One quote from her piece:
Bailing out the auto industry offers no net gain to society. It is a straight transfer of resources from one sector to another: we tax money, or borrow it from a finite pool of capital available to the nation, and spend it on auto workers. The people who pay the taxes, or the people who would have borrowed that investment capital, now have less to spend. Whatever they would have bought goes unbought; whoever would have made it goes unemployed. To coin a phrase, what is made on the swings is lost on the roundabouts We have the illusion of a gain only because that other group of people is invisible. Even if we don't bail out GM, they will not be visible--we will never know who didn't lose a job or a business because we declined to spend one squillion dollars saving the Chevy Cobalt.
It's been as clear as day to everyone for years that the once-Big Three are lousy companies with lousy businesses, products that don't sell, and that nobody wants to invest in anymore - except politicians.
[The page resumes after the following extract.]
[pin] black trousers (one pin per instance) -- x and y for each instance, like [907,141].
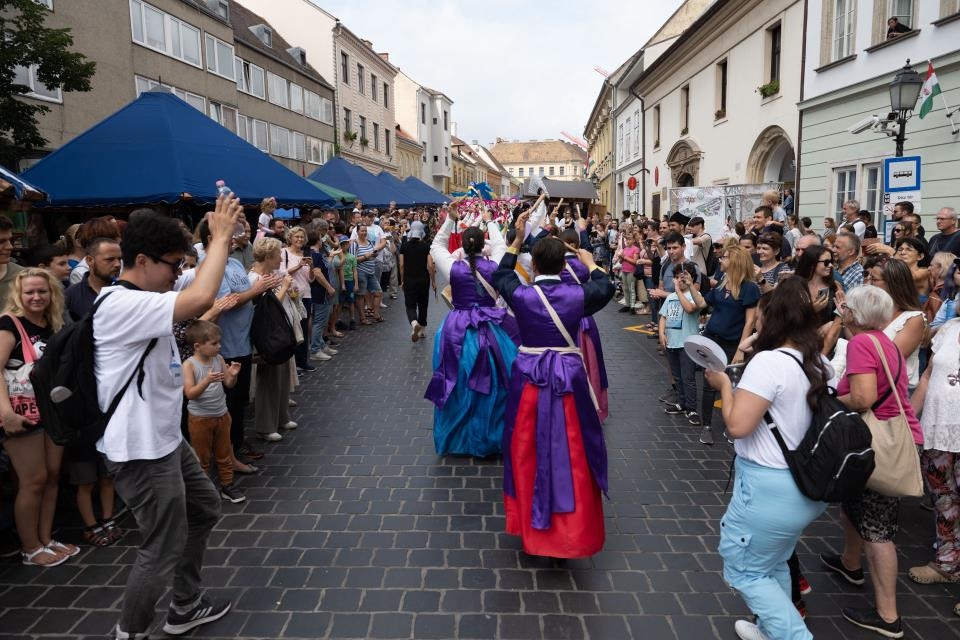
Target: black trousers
[416,296]
[237,398]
We're a Toyota country now (except for the Ford F series).
But who ever said raw politics has to make logical sense? This is called vote-buying, and a big thank-you to Michigan for going blue by supporting existing union contracts. With our money. There is a certain sort of political logic in that.
Comment from The Barrister: What is often left out in these discussions is that bankruptcy would not put these companies out of business and these workers out of work. They would reorganize (and renegotiate contracts), or sell off their parts.
And from BD: Follow the money. Best I can figger, all that a bailout would bail out is the existing union contracts, and little more.
And from the NJ: I would not be happy to be working to support Michigan union benefits, which are so much more generous than mine - or those of most folks - that it's ridiculous. Why would I want to do that? Those businesses are obsolete, but somebody is going to try to sell us the notion that they need my money to go green, or some similar BS. Toyota already did that.